Eigentlich ist die Selbstanzeige ja sowas wie die Beichte. Bei der Beichte erwirkt man ja auch höheren Ortes Vergebung für begangene Sünden. Und wer ehrlich sühnt, dem wird auch die Sünde vergeben.

Wenn man Steuern hinterzieht, sich von Ermittlungen oder gar gekauften Steuer-CDs bedroht sieht, kann man sich selbst anzeigen . Ist aber nicht so teuer, wie man glaubt, denn man erlangt Vergebung für alle Sünden, sühnen muss man jedoch nur die nicht verjährten.

Wenn der Staat an der Steuerfahndung spart erfolgt so die Quittung.

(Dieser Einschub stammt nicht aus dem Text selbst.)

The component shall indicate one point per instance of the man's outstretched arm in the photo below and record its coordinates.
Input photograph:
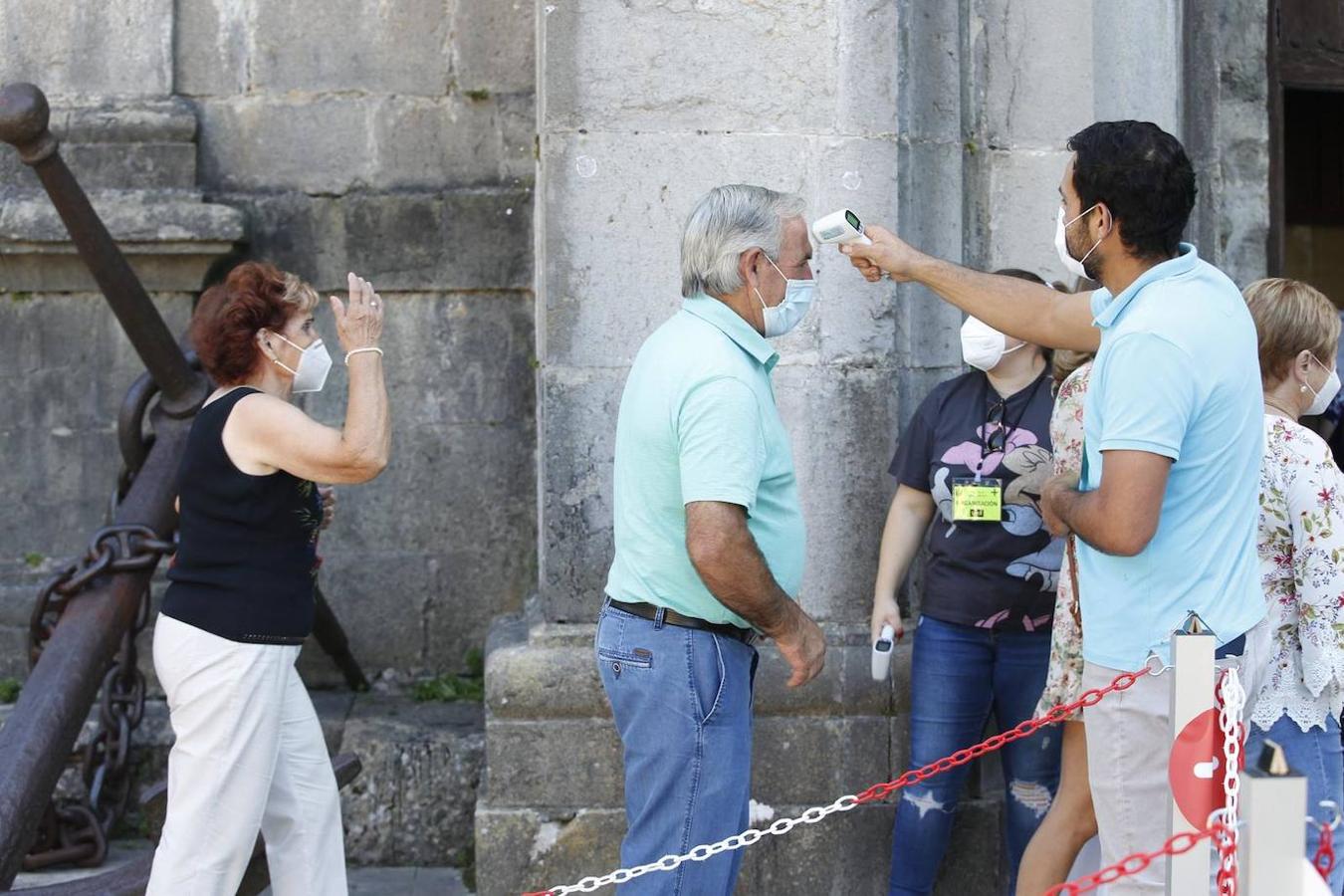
(1014, 307)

Aber eigentlich ist es interessant, dass es mit der Steuerhinterziehung einer Straftat gibt, der man sich mit einer Anzeige entziehen kann. Der Staat verzichtet dann großmütig auf die weitere Strafverfolgung.

Wenn das so ein Erfolgsmodell ist, warum wird dann nicht auch die Selbstanzeige für Diebe eingeführt. Im Gegenzug könnte die Polizei personell ausgedünnt werden und damit würden zumindest nicht nicht bereits verjährten Diebstähle wieder behoben. Der Rest ist eh verjährt und vergessen und die Verfolgung dieser Straftaten kostet ja mehr als sie nützt – dem Staat nützt. Also dem Gemeinwohl. Und wo wir gleich dabei sind, warum nicht auch die Selbstanzeige für Betrüger, Hooligans in Fußballstadien? Man könnte sich eine Menge Polizei sparen. Aber was, wenn die Betrüger und Hooligans sich nicht selbstanzeigen wollen? Naja, wie bei der Steuerfahndung stellt man die Suche trotzdem ein. Kostet nur Geld und für das Gemeinwohl ist auch nichts zu holen.

Jetzt könnte man noch die Frage nach der Gerechtigkeit stellen: ist es Gerecht, wenn man sich durch Selbstanzeige der Strafe entziehen kann. Offenbar schon, denn für Steuerhinterzieher gilt das. Warum sollte ein Kleinkrimineller anders behandelt werden?

Dreht Ihnen sich beim Lesen der Magen um? Dann nur, weil Sie ihr Gerechtigkeitsempfinden noch nicht richtig justiert haben, bzw. justiziert haben.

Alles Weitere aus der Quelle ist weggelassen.